A cota de gênero garante as candidaturas, mas não a eleição das mulheres. Segundo pesquisa do coletivo Vote Nelas, que defende mais mulheres na política, como o recrutamento de candidatas não precisa se refletir em cadeiras, ele pode “dar uma falsa impressão de que o partido quer mulheres em seus quadros”. Apoiadora do coletivo, a pré-candidata a prefeita de Goiânia Dra. Cristina (PSDB) coloca a defesa das mulheres como uma de suas principais pautas. “Fiz vinte anos no hospital”, conta ela, que foi vítima de violência doméstica e teve 85% do corpo queimado. “Meu ex-namorado tentou me matar com álcool e fogo. Eu tinha me formado em educação física e ia morar fora do Brasil. Ele não aceitou.”

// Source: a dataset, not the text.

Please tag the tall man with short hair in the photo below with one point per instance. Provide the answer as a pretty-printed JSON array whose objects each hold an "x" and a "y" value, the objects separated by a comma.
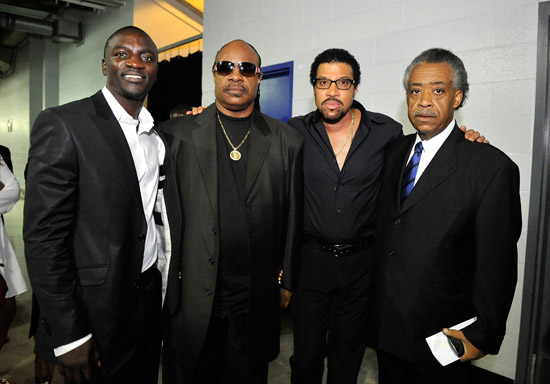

Na política, Cristina reclama que os partidos não destinam cargos majoritários a mulheres. Para se lançar prefeita, ela mudará para o PL – hoje está no segundo mandato como vereadora pelo PSDB e já foi da Executiva Nacional tucana. Com a presidência de Soraya Santos, o PL Mulher também está fazendo cursos de formação de mulheres pelo País. “Nós começamos desde 2019 a fazer movimentos em Estados. Estamos fomentando, principalmente no interior, as candidaturas (femininas).” Para ela, o que une a bancada feminina é a pauta dos direitos humanos. “Se você pensar da Ceci Cunha à Marielle, não me lembro de político homem ser assassinado, por exemplo, por defender ideias. Isso é uma questão da forma que a mulher age quando quer defender uma causa.” As informações são do jornal O Estado de S. Paulo.